Stream it:
|
With: Mickey Rourke, Jackson Rathbone, Robert Knepper, Aglaya Tarasova, Anna Paliga, Fredrik Wagner, Lou Stassen, Josh Burdett, Alex Mills, Tom J. Benedict, Elliott Wooster, Ben McKeown, Timo Willman, Christopher Hunter, Matt Mella, Dainis Grube
|
Written by: Mauro Borrelli, Reggie Keyohara III, Scott Svatos
|
Directed by: Mauro Borrelli
|
MPAA Rating: R for violent content, language and some sexual references
|
Running Time: 93
|
Date: 01/21/2022
|
|
|
Witch's Doom
By Jeffrey M. Anderson
A mix of fun genre craziness — with a tacked-on Mickey Rourke — and snatches of ridiculously awful filmmaking, the wartime horror tale Warhunt sadly doesn't offer enough of the former to overcome the latter.
It's 1945 and an American military plane has mysteriously disappeared over Germany. A team of a dozen G.I.s, led by Sergeant Brewer (Robert Knepper), is ordered to head into the woods to find the wreckage, and possibly any men still left alive. Major Johnson (Mickey Rourke) arrives on the scene and adds specialist Walsh (Jackson Rathbone) to the team. Walsh's job is to retrieve a secret package from the plane.

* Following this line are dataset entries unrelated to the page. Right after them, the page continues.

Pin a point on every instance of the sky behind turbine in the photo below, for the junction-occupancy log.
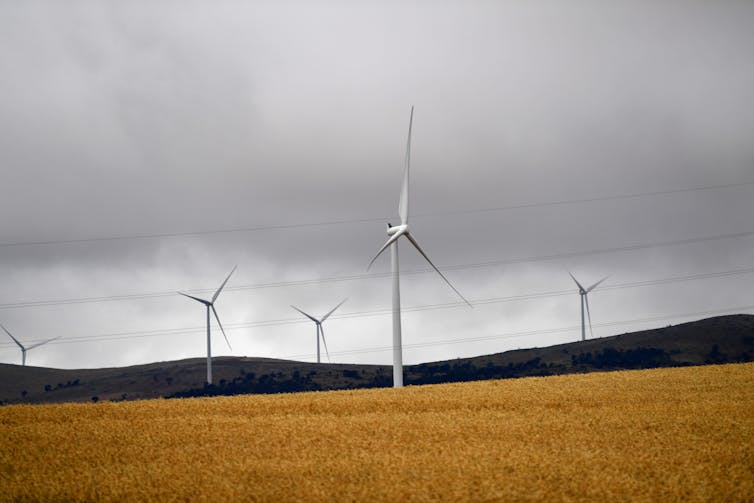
(288, 120)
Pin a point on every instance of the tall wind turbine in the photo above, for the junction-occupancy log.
(210, 304)
(584, 292)
(395, 233)
(24, 349)
(320, 330)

The team wards off a Nazi attack, but then things grow stranger as they encounter three beautiful women living in a windmill. From there, they can't seem to make any headway, walking in circles and are attacked by a man whose sewn-up body is filled with black feathers. The men begin seeing things, disappearing one by one, and losing grip on sanity. Will they ever escape the woods?
Warhunt begins with some humdinger dialogue, like Sarge's "this ain't no opera... these (referring to rifles) ain't violins, but they just happen to make sweet music of their own." Rourke gets some of his own: "You know you're back in the thick of things when lukewarm dirt passes for coffee," he growls wearily, his face battle-worn, capped with an eyepatch and cloaked in a leather jacket. That stuff, paired with the haunted woods, filled with spooky sounds and eerie omens, looks promising. For a while — despite the dumb title — it seems as if this might be silly fun, not unlike Shadow in the Cloud.

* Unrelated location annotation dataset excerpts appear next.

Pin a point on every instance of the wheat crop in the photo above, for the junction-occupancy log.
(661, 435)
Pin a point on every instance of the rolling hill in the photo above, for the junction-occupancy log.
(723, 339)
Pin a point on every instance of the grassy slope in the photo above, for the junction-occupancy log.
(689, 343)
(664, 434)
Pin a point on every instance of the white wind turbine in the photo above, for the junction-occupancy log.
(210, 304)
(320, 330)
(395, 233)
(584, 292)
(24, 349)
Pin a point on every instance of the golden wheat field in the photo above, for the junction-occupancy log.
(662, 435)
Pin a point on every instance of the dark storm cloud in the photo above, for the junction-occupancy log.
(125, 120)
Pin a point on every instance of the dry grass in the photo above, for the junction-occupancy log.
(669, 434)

But the not-fun stuff eventually kicks in. Warhunt is frequently dark, and it's sometimes difficult to see what's going on. It's confusing, and not in a fun way. And the digital FX, showing the villainous witches turning into swarms of black feathers, look cheap and smeary. For a time, it looks like there are only two witches, but by the final showdown, we learn that there are actually three!

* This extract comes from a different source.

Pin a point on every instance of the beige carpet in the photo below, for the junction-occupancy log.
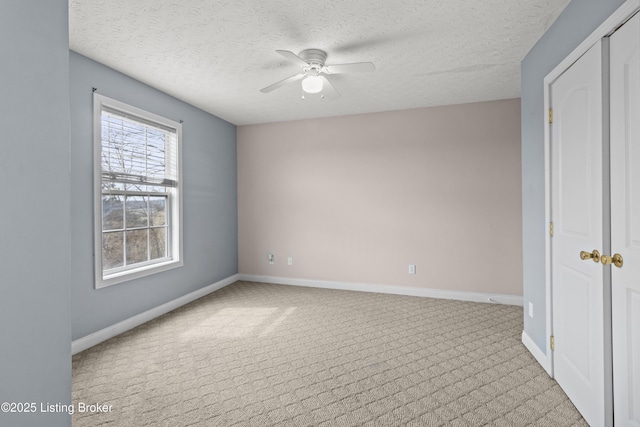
(257, 354)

The G.I. characters tend to blend together, and we're unable to tell them apart, let alone identify with any of them. (A Black medic almost never seems to be onscreen, except for the few scenes in which he's needed.) And the three name-above-the-title actors often choke on their hammy dialogue, slipping down into what may appear to be bad performances. The final "it-ain't-over-yet" moment is enough to inspire eye-rolls, rather than gasps.